Guerra believes helping women succeed in business will help boost the economy.
Keynote speaker – former CEO of eBay and 2010 gubernatorial candidate Meg Whitman – said fostering entrepreneurship and reforming public education are the keys to economic recovery.
Whitman focused heavily on empowering the individual, whether by lowering taxes that scare small business-owners away to friendlier climates such as Texas, or ensuring California’s public school system is equipped to place Californians in jobs that would otherwise be shipped overseas.
Whitman said that the loss of manufacturing jobs in California will gut the middle class segment that Latino families occupy at a rate that far outpaces other ethnicities.
Education is crucial, and if the oldest child in Latino families goes to college, the younger ones are likely to follow their older siblings path.
With the right reform and backing from the state, this cycle could allow Latinos to play a huge role in keeping California’s economic engine humming throughout the 21st Century.
Networking – the key theme of the event – is the number one social anxiety in the U.S. A recent survey found 75% of people are uncomfortable networking because it reveals something about them.
But Julia Hubbel, author of several books on the art of networking, said it is the foundation of success in business and encourages all business owners to develop strong relationships with their colleagues.
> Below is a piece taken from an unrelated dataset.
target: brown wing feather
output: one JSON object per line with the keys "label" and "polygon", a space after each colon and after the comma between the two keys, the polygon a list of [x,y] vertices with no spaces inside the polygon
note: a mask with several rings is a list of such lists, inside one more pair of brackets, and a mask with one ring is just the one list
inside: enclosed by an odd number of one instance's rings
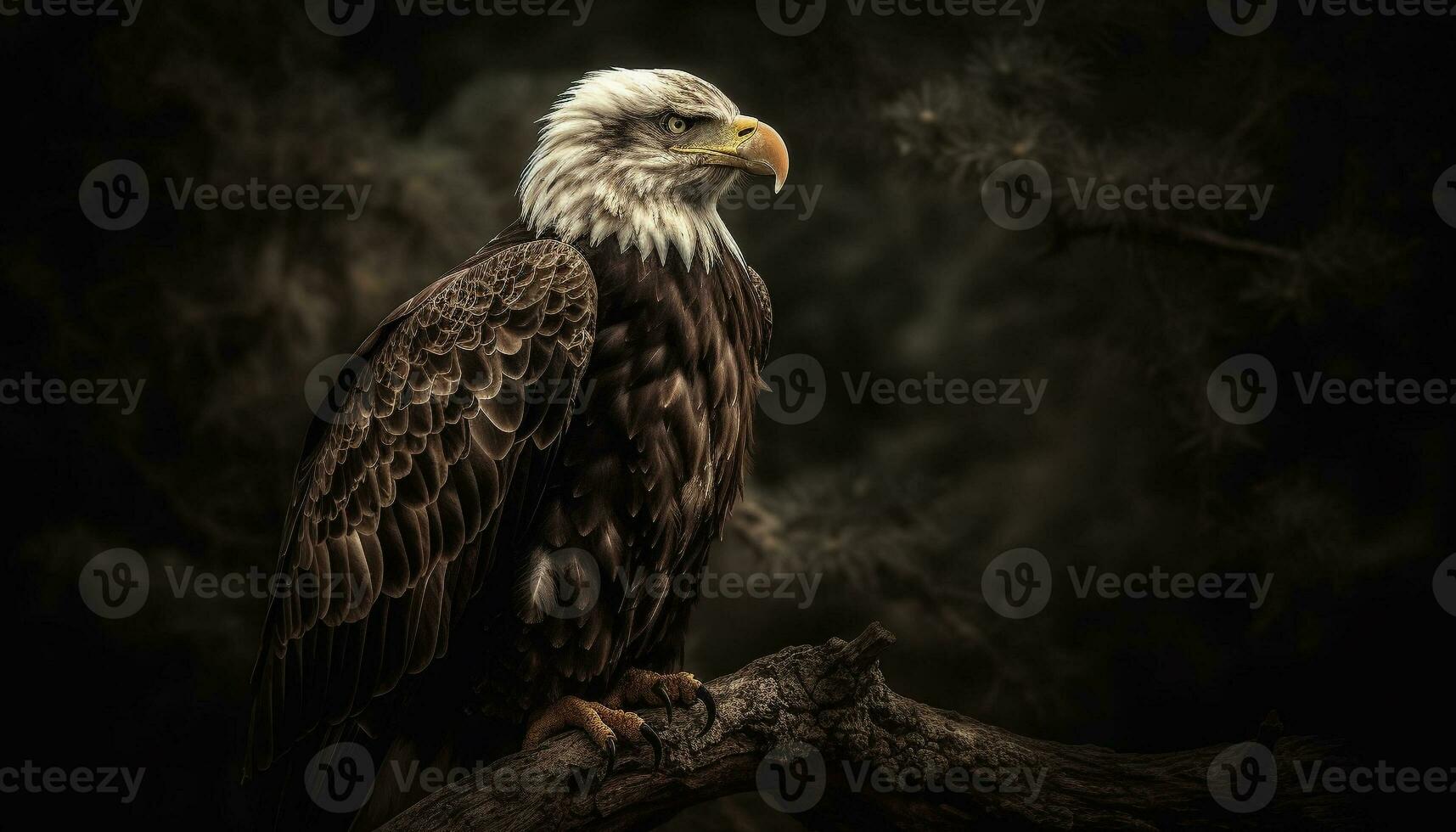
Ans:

When asked how smaller businesses can compete with the big guns, Hubbel said cut to the chase! When trying to sell your company, remember corporations are looking for problem solvers.
People should also do their homework, demonstrate value, and make sure the product is up to the best standard of quality. This will help women in business break through to territory that was once unfamiliar.
Energized and armed with new ideas and tools, these women are ready to do business.